Thoughts on the original RITA winners

When I came across romance author Corinna Lawson's January 2018 post on B&N Reads' blog, "The Great RITA Read: In the Beginning," I was decidedly intrigued. Lawson announced her plans to read and then write about past winners of Romance Writers of America®'s Golden Medallion Awards, now the RITA Awards, as a way to "explore the history of the romance genre." This first column focused on the four books which were the first to be named Golden Medallion winners (back in 1982): one long and one short historical, and one long and one short contemporary romance. I thought it would be fun to try and find these books and read them too, and then talk about my findings here on the blog.

Given its place on a Barnes & Noble-sponsored web site, Lawson's post leans towards more toward the celebratory than the analytical. Lawson notes that she had some "preconceptions" about what the books would be like, given conventional wisdom about Old Skool romance. In particular, she worried that these books' heroines would be flat, tame damsel-in-distress. But actually reading the books quickly dispelled her preconceptions: "I had a collection of characters who would not be out of place in a contemporary romance," she argues.

I wondered if I would feel the same.

After reading the two short Golden Medallion winners, Constance Ravenlock's , Rendezvous at Gramercy (Candlelight Regency Special 1981) and Brooke Hastings' Winner Take All (Silhouette 1981), I can report that I both do and don't.
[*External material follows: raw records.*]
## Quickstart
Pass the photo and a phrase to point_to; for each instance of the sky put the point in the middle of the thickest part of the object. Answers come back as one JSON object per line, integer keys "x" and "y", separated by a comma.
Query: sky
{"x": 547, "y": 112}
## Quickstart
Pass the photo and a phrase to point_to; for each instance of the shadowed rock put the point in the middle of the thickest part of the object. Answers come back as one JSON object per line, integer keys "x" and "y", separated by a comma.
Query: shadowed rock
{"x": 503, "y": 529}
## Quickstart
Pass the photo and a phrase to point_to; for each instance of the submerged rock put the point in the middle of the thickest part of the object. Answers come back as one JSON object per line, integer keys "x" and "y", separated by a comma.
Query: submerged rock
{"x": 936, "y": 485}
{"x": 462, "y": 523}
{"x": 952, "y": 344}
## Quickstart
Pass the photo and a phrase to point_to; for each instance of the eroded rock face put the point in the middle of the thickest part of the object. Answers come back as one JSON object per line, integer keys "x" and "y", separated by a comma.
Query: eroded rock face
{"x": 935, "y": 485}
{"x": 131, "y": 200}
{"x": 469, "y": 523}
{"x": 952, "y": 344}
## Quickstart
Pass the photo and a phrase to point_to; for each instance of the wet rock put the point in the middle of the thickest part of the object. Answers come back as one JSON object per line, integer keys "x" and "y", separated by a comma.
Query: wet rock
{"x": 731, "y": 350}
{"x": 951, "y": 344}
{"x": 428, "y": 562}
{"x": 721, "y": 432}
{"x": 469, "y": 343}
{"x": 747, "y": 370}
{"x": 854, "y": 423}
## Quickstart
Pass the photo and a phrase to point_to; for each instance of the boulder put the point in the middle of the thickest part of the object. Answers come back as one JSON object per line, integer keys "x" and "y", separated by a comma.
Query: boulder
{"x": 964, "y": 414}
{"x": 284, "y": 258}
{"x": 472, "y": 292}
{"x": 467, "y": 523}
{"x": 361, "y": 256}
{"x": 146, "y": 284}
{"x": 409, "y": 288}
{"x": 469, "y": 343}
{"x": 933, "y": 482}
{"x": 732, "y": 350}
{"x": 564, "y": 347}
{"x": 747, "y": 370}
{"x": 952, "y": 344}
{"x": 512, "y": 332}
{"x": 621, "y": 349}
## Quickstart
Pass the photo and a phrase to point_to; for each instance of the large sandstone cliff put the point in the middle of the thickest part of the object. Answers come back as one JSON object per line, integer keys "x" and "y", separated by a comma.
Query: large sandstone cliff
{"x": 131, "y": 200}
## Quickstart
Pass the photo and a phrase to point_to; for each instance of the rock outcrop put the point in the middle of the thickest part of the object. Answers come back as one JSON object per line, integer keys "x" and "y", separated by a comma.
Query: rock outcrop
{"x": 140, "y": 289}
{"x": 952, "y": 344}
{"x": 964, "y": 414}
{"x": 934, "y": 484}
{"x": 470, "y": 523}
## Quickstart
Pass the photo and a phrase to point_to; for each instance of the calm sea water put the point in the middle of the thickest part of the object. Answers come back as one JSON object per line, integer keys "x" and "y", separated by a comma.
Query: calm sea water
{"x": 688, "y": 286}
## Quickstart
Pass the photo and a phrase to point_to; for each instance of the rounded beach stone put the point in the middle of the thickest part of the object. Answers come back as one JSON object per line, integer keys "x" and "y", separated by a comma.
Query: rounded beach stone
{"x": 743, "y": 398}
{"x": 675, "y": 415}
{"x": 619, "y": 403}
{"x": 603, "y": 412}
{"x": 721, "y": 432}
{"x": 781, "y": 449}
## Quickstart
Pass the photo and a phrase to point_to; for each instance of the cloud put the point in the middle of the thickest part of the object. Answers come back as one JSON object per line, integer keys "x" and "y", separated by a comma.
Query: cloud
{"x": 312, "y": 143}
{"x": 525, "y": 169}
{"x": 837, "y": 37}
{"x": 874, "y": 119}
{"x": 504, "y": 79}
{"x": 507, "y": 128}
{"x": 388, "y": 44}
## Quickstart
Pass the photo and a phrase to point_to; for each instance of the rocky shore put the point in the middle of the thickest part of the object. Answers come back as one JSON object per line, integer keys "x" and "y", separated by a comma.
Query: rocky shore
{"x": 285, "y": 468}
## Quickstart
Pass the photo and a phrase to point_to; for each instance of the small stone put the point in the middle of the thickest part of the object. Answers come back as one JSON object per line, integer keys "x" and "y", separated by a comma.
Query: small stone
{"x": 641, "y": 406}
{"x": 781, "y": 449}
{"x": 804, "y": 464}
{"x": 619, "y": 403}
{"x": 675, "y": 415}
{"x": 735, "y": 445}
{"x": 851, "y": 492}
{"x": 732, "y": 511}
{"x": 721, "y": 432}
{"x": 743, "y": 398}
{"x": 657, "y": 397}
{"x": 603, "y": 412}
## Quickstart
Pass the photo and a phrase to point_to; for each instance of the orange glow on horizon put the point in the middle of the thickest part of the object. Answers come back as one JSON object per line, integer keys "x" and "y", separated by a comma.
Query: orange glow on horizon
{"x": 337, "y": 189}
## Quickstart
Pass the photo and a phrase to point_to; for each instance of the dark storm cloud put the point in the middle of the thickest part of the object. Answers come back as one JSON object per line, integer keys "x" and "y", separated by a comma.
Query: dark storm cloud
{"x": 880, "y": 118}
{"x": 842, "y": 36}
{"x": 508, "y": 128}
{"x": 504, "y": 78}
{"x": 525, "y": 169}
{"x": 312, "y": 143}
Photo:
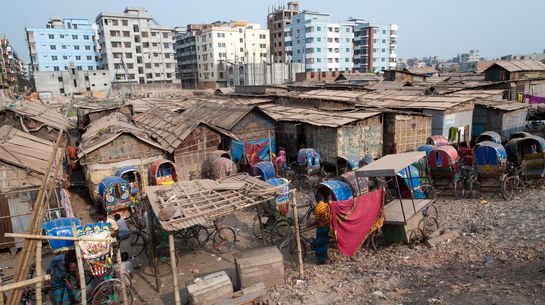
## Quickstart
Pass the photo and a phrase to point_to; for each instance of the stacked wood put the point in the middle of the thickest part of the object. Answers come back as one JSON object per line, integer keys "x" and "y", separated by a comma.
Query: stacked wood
{"x": 210, "y": 288}
{"x": 260, "y": 265}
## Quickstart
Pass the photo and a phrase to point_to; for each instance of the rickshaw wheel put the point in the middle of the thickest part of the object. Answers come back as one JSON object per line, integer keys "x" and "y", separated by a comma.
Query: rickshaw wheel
{"x": 256, "y": 229}
{"x": 415, "y": 236}
{"x": 428, "y": 225}
{"x": 304, "y": 184}
{"x": 512, "y": 187}
{"x": 109, "y": 292}
{"x": 280, "y": 233}
{"x": 459, "y": 188}
{"x": 474, "y": 188}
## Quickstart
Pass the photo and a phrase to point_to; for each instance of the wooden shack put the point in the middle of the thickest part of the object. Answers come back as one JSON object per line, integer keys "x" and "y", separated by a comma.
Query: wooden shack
{"x": 112, "y": 142}
{"x": 503, "y": 117}
{"x": 38, "y": 119}
{"x": 332, "y": 134}
{"x": 408, "y": 130}
{"x": 247, "y": 123}
{"x": 187, "y": 142}
{"x": 24, "y": 161}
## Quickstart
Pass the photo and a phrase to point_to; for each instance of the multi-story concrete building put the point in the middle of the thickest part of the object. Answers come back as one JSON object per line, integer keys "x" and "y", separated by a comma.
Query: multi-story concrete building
{"x": 221, "y": 45}
{"x": 278, "y": 21}
{"x": 185, "y": 49}
{"x": 375, "y": 46}
{"x": 319, "y": 43}
{"x": 130, "y": 41}
{"x": 61, "y": 43}
{"x": 11, "y": 72}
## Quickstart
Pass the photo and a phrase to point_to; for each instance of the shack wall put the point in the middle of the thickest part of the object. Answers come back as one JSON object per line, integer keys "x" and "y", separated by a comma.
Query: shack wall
{"x": 191, "y": 154}
{"x": 407, "y": 131}
{"x": 255, "y": 125}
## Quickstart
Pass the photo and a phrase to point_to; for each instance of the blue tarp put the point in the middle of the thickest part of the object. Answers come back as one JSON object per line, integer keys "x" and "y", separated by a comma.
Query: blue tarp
{"x": 489, "y": 153}
{"x": 237, "y": 149}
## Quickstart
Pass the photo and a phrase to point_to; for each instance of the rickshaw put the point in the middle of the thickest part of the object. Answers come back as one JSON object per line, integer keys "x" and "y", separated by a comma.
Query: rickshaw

Neither spoiled Regency rich girl Alexis Palme, nor window-turned-business-owner Carrie Spencer is your stereotypical passive heroine. Yet both are distinctly limited by the gender roles of the 1970s. And both of their narratives struggle, sometimes implicitly, sometimes explicitly, with questions about gender equality that the Women's Movement of the 1970s brought into the popular consciousness.
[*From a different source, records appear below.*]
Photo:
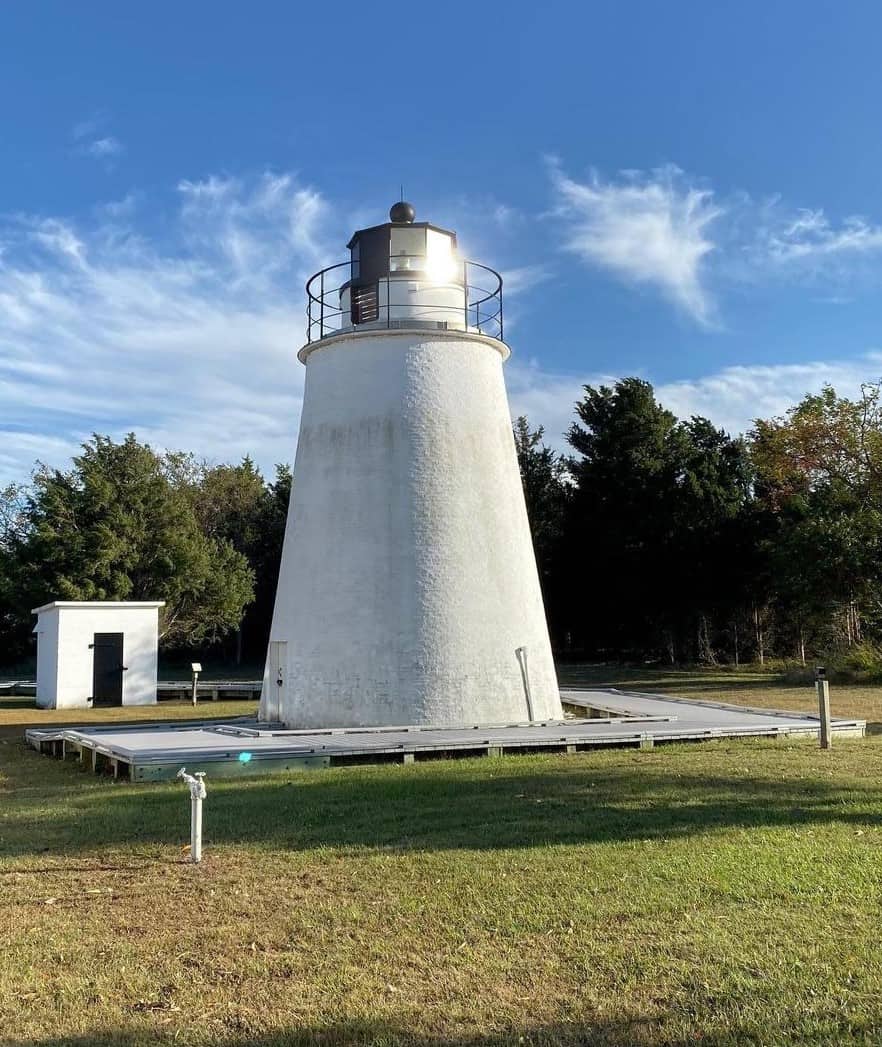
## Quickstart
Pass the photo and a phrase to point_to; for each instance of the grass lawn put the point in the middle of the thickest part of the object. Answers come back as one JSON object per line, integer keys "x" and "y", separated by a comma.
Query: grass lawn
{"x": 718, "y": 893}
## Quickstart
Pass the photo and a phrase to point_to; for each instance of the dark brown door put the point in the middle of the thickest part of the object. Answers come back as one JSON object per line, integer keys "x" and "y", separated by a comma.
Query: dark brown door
{"x": 107, "y": 669}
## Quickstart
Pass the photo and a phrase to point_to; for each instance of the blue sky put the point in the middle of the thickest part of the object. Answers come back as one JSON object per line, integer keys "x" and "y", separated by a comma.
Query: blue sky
{"x": 688, "y": 192}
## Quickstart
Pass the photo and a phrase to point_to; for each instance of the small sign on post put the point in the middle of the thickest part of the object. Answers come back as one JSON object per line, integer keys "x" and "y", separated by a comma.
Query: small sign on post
{"x": 822, "y": 686}
{"x": 197, "y": 668}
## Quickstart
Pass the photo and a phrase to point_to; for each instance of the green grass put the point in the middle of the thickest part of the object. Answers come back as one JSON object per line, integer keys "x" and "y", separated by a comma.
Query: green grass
{"x": 721, "y": 893}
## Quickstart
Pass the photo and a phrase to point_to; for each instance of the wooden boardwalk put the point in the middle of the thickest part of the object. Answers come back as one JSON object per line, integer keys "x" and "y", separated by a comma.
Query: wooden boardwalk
{"x": 154, "y": 752}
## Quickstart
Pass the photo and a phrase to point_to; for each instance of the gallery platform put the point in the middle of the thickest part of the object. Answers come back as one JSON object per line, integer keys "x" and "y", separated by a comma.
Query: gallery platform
{"x": 155, "y": 752}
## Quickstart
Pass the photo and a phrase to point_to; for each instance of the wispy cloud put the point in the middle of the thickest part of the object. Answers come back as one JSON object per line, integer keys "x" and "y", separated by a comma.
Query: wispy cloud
{"x": 191, "y": 343}
{"x": 103, "y": 148}
{"x": 90, "y": 138}
{"x": 811, "y": 236}
{"x": 649, "y": 229}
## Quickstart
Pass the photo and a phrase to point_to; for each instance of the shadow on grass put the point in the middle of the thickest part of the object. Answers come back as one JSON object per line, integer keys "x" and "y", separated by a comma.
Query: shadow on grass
{"x": 446, "y": 805}
{"x": 813, "y": 1029}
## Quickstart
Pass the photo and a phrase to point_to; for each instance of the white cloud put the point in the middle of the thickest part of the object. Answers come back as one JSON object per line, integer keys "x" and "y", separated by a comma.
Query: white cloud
{"x": 103, "y": 148}
{"x": 192, "y": 346}
{"x": 644, "y": 228}
{"x": 809, "y": 235}
{"x": 90, "y": 141}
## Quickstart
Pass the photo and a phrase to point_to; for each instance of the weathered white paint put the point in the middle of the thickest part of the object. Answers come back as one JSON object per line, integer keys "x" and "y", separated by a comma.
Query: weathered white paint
{"x": 408, "y": 578}
{"x": 64, "y": 659}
At the beginning of Rendezvous at Gramercy, our heroine, nineteen-year-old Alexis Palme, is a self-involved, rather heartless girl. Her American mother is dead; since that death, her Swedish diplomat father has "taken to spoiling his only daughter until the sweetness was little more than an evanescent mood and her prettily curved lips were more frequently hardened into a line of stubborn arrogance" (20). Ravenlock doesn't just tell readers this; she shows her protagonist's selfishness in the opening chapter, by having Alexis care more about her clothing than about the war raging across Napoleonic Europe; by showing her refusing her maid's request to remain in England with her sweetheart rather than travel with her to Gibraltar where she is to meet her father; and by having her keeping the ship upon which she is to travel waiting: "Naturally the ship's captain would understand a woman's last minute packing requirements, even if he had stressed the importance of her arriving at the latest by eight fifteen" (12). Alexis, then, is the type of heroine with whom readers are not expected to identify, at least at the start of the story. The romance will spend the bulk of its time tracking Alexis's transformation, from self-centered, thoughtless society girl to other-centered helper of the poor and downtrodden. Ironically, though, it is the very arrogance and self-assurance for which Alexis is condemned at book's start that allows her to succeed in her new role as smuggler and spy.

Early in the story, Alexis's ship wrecks off the north coast of France, landing her in Breton, or Brittany. Rescued by an elderly pair of aristocrats, Alexis's restless curiosity soon leads her to discover that the aloof Count and Countess de Chambord are deeply involved in smuggling goods from the British to help the impoverished Breton peasants. But when the Count is injured, Alexis ends up taking on his role in the smuggling rather than fleeing with the English smugglers herself, going out at darkest night to exchange French goods for British. Masquerading as the Count and Countess's niece, Alexis also pretends to flirt with the suspicious colonel at the local garrison, a man bent on discovering and routing the smugglers, to pump him for information. Said flirting felt pretty smarmy to me as a reader, in part because I got the feeling that Alexis enjoyed what she was doing, plying her feminine wiles to deceive the obviously dim Colonel. Alexis, then, is not a passive damsel, but an active protagonist, but she can only act under the guise of deception.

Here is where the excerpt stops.